Readers of household names such as Don Delillo, Will Self and Douglas Coupland may be familiar with a satirical edge to their literary fiction, but Low makes their observations of the evils of the modern world seem grounded in antiquity. American voices often survey our era as post-9/11 where British voices see post-colonialism and coherent class division: this ‘post-‘perspective makes modern life a descent that in from language, privacy, safety to innocence and political monoliths. Low acknowledges the complacency of late 20th Century ideological battles and, as Fukuyama put it, ‘the end of history’ with a comment by a general: ‘History hasn’t ended. It’s been outsourced’.
Low may not be the first writer to observe the asbestos splinters of social media, but he plays his themes so deftly – a particularly poignant encounter with the ancient records held by Facebook is a highlight – that his talent for story-telling elevates any gimmicky elements of the work. Low revels in the realities that have rapidly appeared through technology and climate change without looking back to the past for a reference of less corruption or conflict. In his present day stories, the Australian outback holds a lot of secrets, as it always has, and an artist offers to pass on the secret to talent that has been possessed by every genius for generations.

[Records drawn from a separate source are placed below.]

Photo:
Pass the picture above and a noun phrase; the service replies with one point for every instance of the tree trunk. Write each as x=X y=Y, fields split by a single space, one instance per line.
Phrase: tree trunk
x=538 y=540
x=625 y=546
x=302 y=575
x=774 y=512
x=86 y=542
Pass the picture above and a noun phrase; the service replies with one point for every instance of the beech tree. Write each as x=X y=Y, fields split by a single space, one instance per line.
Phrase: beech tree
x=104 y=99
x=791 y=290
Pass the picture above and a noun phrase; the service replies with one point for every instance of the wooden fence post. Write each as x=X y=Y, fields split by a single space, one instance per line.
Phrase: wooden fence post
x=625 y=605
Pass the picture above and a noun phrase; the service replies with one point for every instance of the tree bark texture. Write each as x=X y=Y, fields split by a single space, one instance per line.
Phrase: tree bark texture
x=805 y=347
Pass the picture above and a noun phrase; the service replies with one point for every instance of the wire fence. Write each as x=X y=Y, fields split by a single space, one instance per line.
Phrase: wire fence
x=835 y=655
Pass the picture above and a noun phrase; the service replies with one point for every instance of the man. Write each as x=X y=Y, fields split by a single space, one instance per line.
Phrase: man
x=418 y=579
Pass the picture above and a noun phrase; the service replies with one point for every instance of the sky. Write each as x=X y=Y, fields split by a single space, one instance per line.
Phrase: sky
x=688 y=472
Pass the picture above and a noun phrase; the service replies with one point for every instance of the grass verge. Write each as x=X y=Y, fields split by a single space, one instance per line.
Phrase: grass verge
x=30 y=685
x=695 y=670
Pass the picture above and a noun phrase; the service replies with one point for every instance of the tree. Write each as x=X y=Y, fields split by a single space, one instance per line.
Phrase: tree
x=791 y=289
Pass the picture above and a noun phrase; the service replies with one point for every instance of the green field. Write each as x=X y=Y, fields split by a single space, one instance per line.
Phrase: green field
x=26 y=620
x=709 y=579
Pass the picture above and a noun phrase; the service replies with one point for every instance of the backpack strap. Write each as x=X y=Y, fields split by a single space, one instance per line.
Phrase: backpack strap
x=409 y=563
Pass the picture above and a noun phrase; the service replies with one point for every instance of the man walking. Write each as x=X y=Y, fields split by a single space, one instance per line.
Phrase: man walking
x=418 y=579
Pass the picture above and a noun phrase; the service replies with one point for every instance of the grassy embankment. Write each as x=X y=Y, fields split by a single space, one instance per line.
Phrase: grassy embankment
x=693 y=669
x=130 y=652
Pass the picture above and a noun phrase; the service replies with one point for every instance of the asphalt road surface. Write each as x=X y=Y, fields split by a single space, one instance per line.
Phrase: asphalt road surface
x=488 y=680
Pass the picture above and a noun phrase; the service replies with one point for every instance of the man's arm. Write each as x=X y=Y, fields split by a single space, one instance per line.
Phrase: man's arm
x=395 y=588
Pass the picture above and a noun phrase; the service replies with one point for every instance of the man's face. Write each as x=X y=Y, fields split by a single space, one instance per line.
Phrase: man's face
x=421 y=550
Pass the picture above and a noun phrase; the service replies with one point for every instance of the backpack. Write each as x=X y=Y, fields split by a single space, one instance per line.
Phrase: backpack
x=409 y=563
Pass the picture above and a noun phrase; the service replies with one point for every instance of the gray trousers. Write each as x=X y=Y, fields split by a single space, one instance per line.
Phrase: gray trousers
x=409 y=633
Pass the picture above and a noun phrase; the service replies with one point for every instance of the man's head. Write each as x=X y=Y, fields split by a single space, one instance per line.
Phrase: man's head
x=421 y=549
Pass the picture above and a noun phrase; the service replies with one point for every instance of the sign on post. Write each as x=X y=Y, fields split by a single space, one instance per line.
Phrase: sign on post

Another enjoyable element shared by Low in contemporary literature is globe-hopping narratives. From David Mitchell’s Cloud Atlas to Thomas Rachmann’s recent The Rise and Fall of Great Powers, writers are becoming more confident in plotting their narratives across continents. Low immerses readers in each setting with little effort and is as comfortable writing about Canary Wharf as a military base in Mongolia. A pulpy comparison would be Max Brooks’ World War Z, a zombie epidemic that follows each country’s response: both Low and Brooks play with aspects of globalisation that portrays the historical grudges of each nation and their relationship with the future.
Arms Race is cat-nip for cynics and a joy to read by a talented new author whose work already feels accomplished and an essential part of the literary landscape.